Published:September 12, 2022DOI:https://doi.org/10.1016/j.jcct.2022.09.001
      A 60-year-old Caucasian woman was referred for evaluation of new onset exertional dyspnea (New York Heart Association [NYHA] Functional Class II), heart failure with reduced ejection fraction (EF: 38%) of unknown etiology, as well as recurrent palpitations. Her past medical history was significant for giant cell arteritis confirmed by temporal artery biopsy 14 years earlier with associate aneurysms in multiple vascular beds, including the right temporal artery, branch of retinal artery, and distal radial artery, treated with steroids for one year. Pre-test probability for obstructive coronary artery disease was deemed intermediate and she underwent coronary computed tomography angiography (CCTA) for further evaluation. CCTA revealed severe lumen narrowing in all three coronary arteries with multiple aneurysms. Specifically severe stenoses or total occlusion of the distal left anterior descending coronary artery, proximal left circumflex artery and the posterior descending artery were observed (Fig. 1, panel A, B, C). In addition, CCTA demonstrated subendocardial myocardial hypoperfusion of the lateral and anterior left ventricular walls, suggestive of subendocardial myocardial ischemia (Fig. 1, panel D). Invasive coronary angiography was performed confirming the CCTA findings (Fig. 1, panel E and F). Considering the test results and her past medical history, her coronary disease was attributed to giant cell arteritis, reflecting a rare cardiac sequela of this disease.
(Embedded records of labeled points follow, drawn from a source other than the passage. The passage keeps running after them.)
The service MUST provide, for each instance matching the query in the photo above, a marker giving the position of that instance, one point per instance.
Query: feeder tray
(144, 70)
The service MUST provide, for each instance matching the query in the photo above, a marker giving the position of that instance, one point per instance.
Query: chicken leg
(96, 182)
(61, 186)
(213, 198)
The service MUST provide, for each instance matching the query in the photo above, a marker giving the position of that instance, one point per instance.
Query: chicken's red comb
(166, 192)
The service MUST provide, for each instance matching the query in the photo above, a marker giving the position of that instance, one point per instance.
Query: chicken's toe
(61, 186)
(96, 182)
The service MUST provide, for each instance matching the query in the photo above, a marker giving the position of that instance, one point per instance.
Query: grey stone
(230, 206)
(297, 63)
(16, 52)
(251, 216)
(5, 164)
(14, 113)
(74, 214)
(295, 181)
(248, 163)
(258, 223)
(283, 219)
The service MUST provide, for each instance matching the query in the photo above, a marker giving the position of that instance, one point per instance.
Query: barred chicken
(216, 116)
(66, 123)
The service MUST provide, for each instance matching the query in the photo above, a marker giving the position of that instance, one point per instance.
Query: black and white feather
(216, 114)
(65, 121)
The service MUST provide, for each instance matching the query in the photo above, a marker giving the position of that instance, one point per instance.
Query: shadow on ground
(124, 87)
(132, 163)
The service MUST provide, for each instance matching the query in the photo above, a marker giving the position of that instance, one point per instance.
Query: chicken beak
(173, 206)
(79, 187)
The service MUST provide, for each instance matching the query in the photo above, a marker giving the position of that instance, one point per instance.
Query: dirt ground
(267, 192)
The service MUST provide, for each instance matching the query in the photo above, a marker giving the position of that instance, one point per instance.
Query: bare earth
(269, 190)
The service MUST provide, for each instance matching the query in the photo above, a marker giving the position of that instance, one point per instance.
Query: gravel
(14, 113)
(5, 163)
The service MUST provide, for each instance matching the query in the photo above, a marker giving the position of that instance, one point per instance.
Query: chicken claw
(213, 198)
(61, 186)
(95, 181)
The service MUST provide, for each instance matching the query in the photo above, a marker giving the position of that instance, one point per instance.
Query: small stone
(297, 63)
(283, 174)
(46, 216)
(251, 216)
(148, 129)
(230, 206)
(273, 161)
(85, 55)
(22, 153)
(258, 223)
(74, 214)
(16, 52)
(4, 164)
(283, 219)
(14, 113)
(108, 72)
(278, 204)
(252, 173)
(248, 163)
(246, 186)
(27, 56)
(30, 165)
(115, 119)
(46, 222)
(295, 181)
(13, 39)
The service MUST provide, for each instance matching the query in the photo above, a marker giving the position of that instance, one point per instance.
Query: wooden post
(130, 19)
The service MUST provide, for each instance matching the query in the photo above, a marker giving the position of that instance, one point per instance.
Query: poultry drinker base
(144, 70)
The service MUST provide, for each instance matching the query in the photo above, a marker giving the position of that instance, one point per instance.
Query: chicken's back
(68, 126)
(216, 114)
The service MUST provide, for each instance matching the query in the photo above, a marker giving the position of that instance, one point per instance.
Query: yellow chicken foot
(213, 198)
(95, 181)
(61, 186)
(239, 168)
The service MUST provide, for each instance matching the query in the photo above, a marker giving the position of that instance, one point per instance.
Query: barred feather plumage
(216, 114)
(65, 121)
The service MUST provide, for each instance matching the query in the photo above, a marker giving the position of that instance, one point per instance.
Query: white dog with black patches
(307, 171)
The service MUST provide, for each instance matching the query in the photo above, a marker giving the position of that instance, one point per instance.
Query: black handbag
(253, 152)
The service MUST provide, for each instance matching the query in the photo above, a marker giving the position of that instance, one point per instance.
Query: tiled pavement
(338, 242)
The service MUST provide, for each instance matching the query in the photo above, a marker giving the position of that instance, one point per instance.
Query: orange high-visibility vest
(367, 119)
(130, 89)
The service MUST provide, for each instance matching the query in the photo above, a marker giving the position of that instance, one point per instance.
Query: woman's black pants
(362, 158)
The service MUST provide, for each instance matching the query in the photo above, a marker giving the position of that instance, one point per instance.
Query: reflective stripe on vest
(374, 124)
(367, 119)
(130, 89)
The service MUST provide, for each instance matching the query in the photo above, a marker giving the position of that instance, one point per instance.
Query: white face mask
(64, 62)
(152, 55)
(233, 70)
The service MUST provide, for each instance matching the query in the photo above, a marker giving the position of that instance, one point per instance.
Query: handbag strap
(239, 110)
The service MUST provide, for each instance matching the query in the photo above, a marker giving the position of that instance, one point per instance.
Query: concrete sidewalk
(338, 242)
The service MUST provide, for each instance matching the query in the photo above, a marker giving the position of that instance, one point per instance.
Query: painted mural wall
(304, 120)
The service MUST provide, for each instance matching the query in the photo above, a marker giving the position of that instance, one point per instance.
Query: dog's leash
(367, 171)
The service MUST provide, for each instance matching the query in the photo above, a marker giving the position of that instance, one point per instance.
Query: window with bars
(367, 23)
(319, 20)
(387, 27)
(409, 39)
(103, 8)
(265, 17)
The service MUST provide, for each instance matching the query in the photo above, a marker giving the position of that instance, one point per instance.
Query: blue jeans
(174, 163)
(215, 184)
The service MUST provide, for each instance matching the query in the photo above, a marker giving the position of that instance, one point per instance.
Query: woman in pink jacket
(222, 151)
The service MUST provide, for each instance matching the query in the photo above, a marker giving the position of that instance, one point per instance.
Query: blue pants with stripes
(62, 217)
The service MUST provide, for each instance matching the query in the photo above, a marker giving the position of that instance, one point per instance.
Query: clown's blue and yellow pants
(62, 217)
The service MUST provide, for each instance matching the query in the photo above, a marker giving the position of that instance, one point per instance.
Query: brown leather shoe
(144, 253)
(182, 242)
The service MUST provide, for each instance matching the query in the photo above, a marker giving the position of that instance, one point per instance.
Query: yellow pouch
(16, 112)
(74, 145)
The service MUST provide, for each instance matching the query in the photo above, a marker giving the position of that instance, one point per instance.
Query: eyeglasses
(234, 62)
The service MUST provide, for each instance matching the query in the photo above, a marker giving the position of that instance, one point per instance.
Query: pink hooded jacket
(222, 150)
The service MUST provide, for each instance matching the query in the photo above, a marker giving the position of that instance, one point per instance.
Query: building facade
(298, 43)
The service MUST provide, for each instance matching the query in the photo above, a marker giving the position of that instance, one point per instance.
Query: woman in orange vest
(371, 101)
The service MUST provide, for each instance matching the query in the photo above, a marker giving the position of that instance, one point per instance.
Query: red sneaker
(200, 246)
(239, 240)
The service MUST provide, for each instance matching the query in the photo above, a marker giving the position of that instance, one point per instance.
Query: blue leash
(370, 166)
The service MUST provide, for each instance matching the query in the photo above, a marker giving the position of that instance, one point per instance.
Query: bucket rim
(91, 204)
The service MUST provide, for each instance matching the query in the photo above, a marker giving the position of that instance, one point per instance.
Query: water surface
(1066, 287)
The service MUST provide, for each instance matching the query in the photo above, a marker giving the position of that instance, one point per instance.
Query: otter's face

Shared decision making resulted in conservative management focused on guideline-directed medical therapy .
      Fig. 1
      Fig. 1Severe triple vessel disease in a patient with giant cell arteritis. Coronary computed tomography angiography (CCTA) depicting multiple aneurysms and severe stenoses of the left coronary artery (Panel A and B) and the right coronary artery (Panel A and C) as well as chronic total occlusions of the proximal circumflex artery (Panel A) and the posterior descending artery (Panel C). Moreover, subendocardial hypoperfusion of the lateral and anterior wall suggestive of myocardial ischemia or infarction was observed (Panel D). The CCTA findings were confirmed by invasive coronary angiography (Panel E and F).